In this project, it is a question of establishing a link between the skin, carnal envelope which covers our body, and the walls, protective envelopes which surround our dwellings.
Indeed, both are similar to surfaces of contact and separation with the outside world which sometimes, when they are put in relation to it, can similarly be exposed to certain nuisances or unusual degradations.
These can act physically on these envelopes, then causing a perceptible impact, remediable or not.
The skin can be burned, dry out, crack - physiological phenomena causing concrete and unpredictable changes - just like the walls which degrade and deteriorate in the face of wear, the marks of time, etc.
In BROKEN SKINS, I chose to work on the creation protocol of each piece in a desire to transcribe plastically an alteration of the human epidermis.
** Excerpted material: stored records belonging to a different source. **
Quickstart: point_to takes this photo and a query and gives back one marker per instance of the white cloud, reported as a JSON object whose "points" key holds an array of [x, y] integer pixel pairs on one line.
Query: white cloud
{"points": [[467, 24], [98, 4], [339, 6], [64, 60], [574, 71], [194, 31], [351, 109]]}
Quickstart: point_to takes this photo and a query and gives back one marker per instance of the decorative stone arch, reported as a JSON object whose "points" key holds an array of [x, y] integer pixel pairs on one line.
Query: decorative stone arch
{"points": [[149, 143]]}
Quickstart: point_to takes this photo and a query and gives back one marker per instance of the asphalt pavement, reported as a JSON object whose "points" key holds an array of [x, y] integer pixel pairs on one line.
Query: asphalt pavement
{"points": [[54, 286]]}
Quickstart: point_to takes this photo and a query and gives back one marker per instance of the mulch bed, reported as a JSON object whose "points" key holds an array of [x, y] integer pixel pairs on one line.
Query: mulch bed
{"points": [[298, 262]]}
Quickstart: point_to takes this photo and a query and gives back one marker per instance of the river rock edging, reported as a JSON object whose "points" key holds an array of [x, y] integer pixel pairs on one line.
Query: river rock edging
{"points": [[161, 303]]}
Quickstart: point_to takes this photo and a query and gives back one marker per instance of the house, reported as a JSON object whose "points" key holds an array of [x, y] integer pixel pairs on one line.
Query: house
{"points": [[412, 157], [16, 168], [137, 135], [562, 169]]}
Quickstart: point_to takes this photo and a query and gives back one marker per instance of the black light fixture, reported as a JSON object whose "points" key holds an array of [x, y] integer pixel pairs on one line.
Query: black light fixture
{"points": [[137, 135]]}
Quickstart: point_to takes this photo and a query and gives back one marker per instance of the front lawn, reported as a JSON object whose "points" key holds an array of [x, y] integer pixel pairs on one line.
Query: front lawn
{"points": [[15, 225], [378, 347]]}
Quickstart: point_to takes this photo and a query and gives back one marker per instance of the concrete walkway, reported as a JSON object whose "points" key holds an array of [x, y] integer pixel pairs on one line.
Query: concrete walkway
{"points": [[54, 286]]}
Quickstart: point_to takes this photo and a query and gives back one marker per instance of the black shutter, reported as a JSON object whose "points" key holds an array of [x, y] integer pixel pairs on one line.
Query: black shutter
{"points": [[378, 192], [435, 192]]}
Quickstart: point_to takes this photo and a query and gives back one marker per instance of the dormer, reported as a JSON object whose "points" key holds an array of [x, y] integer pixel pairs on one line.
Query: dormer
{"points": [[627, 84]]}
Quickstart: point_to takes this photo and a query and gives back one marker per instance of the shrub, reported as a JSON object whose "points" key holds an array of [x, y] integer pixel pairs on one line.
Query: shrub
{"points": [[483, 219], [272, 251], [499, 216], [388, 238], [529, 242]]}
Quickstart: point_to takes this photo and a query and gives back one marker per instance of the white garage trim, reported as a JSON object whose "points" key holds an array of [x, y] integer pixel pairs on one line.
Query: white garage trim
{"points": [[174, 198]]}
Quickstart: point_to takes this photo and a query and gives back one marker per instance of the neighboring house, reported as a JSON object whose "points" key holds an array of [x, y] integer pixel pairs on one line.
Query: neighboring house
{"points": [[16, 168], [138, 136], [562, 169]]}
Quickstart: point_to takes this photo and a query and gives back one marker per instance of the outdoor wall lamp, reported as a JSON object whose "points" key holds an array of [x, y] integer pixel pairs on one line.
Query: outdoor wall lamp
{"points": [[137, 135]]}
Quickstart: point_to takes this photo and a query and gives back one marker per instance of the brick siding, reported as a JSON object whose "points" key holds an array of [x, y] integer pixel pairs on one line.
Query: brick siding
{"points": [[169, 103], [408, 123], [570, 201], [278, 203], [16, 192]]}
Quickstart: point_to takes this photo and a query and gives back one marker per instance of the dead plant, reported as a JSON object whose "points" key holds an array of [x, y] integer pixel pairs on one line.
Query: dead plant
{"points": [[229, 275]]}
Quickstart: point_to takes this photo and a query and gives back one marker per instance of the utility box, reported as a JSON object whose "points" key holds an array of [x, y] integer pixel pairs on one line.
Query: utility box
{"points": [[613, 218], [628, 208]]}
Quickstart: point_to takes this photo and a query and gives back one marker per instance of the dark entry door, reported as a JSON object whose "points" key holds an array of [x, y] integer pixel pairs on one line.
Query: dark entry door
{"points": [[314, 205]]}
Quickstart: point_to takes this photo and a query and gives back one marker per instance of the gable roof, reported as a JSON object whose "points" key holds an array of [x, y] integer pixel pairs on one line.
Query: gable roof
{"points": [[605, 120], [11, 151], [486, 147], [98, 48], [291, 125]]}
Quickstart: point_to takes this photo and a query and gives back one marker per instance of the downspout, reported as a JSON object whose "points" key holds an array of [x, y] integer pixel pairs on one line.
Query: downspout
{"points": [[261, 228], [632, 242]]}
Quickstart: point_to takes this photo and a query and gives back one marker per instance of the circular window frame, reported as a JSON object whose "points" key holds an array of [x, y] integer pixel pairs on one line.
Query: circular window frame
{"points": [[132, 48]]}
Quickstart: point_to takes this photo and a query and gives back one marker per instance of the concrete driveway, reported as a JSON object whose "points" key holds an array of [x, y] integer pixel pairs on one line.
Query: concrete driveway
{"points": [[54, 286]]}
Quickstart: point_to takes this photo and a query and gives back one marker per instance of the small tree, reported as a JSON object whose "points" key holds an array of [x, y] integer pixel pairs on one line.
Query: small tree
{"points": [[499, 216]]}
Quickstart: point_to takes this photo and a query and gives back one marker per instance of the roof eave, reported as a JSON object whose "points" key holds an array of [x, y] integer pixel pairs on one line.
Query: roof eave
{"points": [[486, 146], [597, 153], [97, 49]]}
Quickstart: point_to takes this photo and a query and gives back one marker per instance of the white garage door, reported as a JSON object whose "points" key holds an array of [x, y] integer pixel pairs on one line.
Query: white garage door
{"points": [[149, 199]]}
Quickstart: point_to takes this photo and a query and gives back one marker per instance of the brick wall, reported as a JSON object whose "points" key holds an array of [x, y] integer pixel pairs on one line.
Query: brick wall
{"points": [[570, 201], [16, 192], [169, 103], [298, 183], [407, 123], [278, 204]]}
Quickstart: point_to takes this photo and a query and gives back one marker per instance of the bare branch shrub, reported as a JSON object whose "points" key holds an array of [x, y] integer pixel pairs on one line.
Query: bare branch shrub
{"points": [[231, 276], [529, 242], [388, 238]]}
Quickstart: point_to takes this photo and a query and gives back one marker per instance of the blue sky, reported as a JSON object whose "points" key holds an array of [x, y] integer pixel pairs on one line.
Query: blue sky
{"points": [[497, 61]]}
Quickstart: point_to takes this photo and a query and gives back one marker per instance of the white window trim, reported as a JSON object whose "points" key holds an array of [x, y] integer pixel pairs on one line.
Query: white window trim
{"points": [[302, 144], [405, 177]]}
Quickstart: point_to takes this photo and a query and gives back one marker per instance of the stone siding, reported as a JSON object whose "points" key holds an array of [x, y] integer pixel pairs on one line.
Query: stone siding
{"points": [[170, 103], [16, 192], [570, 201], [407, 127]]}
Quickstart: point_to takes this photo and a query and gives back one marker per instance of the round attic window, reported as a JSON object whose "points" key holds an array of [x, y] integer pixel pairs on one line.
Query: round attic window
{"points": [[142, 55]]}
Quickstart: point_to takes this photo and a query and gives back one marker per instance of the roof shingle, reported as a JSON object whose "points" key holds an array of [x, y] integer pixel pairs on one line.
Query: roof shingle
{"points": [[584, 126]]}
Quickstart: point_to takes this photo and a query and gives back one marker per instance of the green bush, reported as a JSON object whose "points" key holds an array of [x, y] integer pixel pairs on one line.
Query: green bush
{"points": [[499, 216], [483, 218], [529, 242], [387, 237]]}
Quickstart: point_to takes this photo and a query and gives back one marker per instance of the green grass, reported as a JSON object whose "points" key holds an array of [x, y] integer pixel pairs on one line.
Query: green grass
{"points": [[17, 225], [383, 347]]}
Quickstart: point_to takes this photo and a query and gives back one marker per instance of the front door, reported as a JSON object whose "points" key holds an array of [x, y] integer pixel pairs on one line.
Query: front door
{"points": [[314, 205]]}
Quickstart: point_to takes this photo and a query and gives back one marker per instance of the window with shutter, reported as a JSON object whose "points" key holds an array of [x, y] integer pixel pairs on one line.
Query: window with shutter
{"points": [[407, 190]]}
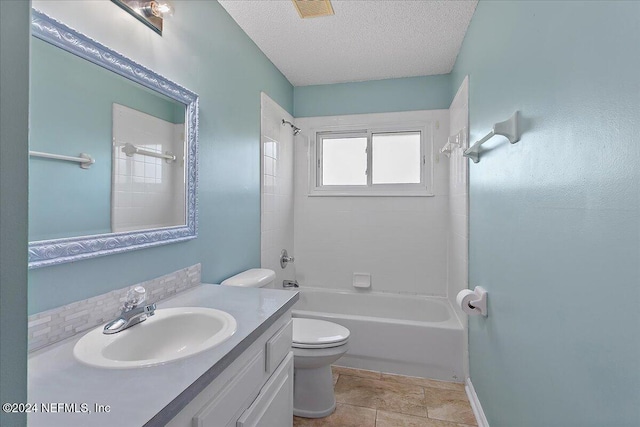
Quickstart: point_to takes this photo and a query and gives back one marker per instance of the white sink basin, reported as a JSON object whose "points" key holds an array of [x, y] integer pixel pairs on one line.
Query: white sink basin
{"points": [[171, 334]]}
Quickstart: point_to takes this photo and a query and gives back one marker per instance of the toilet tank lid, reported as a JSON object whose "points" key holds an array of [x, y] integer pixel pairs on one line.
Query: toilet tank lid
{"points": [[254, 278]]}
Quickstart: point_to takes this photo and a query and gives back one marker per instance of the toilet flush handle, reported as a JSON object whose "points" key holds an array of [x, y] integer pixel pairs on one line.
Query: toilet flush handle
{"points": [[285, 258]]}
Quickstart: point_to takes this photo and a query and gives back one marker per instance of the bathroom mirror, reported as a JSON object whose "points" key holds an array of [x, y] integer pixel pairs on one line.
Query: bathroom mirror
{"points": [[112, 151]]}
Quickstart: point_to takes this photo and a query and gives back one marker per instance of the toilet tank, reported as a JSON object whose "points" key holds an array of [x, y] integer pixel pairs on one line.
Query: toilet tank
{"points": [[254, 278]]}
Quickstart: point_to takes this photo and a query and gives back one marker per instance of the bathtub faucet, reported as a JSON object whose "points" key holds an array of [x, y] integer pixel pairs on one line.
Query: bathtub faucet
{"points": [[285, 258], [289, 284]]}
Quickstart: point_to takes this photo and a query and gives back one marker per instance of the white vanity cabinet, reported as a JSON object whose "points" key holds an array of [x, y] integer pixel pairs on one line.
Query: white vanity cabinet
{"points": [[255, 390]]}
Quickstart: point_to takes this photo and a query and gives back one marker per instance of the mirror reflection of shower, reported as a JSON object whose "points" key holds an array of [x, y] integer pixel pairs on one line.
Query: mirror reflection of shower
{"points": [[296, 130]]}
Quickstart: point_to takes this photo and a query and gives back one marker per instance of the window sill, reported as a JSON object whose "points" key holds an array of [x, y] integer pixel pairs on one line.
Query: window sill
{"points": [[370, 194]]}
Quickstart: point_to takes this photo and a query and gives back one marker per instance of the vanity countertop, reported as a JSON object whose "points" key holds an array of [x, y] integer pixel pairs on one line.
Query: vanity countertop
{"points": [[154, 394]]}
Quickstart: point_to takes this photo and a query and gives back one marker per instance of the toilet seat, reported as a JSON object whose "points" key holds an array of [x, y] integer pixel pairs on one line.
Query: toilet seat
{"points": [[314, 333]]}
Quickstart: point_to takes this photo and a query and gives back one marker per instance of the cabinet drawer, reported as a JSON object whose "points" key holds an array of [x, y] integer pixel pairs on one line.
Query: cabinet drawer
{"points": [[221, 410], [278, 346], [274, 404]]}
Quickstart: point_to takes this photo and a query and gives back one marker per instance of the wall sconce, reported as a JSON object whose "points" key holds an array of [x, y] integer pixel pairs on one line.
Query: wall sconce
{"points": [[151, 13]]}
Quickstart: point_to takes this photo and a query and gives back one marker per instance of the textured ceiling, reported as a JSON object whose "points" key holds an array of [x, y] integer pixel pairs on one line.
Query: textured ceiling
{"points": [[364, 40]]}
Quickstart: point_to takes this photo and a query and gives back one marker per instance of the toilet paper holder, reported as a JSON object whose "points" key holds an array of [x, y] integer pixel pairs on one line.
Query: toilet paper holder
{"points": [[480, 303]]}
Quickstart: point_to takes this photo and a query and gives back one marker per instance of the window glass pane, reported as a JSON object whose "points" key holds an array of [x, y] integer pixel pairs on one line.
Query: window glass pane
{"points": [[344, 161], [396, 158]]}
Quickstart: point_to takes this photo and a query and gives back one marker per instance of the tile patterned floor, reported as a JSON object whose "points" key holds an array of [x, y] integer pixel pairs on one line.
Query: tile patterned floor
{"points": [[372, 399]]}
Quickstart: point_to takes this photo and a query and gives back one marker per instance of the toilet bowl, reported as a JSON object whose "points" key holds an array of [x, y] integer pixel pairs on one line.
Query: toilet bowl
{"points": [[316, 345]]}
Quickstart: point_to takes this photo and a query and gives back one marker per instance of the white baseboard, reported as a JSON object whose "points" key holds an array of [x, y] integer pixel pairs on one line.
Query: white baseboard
{"points": [[481, 419]]}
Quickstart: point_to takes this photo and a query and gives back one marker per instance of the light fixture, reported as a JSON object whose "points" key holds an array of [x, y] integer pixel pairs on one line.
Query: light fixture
{"points": [[151, 13]]}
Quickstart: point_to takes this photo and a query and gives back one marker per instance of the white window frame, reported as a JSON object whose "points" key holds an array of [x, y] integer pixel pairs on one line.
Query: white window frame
{"points": [[424, 188]]}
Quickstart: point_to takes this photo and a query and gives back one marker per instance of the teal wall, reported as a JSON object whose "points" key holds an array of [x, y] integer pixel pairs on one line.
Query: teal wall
{"points": [[71, 103], [14, 146], [204, 50], [376, 96], [555, 219]]}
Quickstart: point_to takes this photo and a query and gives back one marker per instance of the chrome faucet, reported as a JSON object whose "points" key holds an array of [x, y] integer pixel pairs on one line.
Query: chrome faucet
{"points": [[290, 284], [133, 311]]}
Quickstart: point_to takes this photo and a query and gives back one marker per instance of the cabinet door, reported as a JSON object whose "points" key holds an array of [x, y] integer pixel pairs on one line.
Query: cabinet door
{"points": [[274, 405], [224, 408]]}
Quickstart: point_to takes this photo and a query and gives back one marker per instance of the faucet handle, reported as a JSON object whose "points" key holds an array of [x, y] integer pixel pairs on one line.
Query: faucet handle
{"points": [[135, 297]]}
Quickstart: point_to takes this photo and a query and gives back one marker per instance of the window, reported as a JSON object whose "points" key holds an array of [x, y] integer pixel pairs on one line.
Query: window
{"points": [[387, 161]]}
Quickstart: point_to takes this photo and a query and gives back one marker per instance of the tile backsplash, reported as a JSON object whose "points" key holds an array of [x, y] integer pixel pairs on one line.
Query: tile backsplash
{"points": [[48, 327]]}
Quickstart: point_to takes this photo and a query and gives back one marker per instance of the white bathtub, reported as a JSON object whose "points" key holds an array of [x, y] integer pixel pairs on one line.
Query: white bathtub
{"points": [[407, 335]]}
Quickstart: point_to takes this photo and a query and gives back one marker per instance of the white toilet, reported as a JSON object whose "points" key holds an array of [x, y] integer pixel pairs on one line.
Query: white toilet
{"points": [[316, 345]]}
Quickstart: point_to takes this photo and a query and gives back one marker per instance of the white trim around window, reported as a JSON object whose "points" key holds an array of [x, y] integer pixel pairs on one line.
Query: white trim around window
{"points": [[366, 126]]}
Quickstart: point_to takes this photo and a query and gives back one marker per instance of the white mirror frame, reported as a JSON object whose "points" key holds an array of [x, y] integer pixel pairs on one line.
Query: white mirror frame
{"points": [[57, 251]]}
From this perspective, burnt skin is likened to a rusty facade, dried skin is represented by a sanded wall, cracked skin by a crumbling wall.
Through the construction of a fault as there could be on the walls of an abandoned or dilapidated house, several surfaces of materials appear, suggesting a possible rapprochement between the layers of the skin (dermis, epidermis, etc.) and the architectural strata that make up the building.
The deeper one delves into the reading of the work, the more the interplay of materials suggests an organic dimension highlighting a human presence. The installation shows the different pieces in levitation, detached from the wall and floating thanks to their hanging system. The chains and metal rods that link them create an unfixed assembly with which I can play by modifying the composition and arrangement of the different elements.
The main pieces of the installation are like paintings in which I have dug a crack, symbolic stigmata evoking natural wear. The secondary parts are made from offcuts that reveal, in hollow, the different components of the master parts.
The transparency of certain elements as well as the play of shadows that are reflected on the wall
is linked to my desire to question the relationship between perceptible and invisible, container and content, obvious wounds and latent flaws.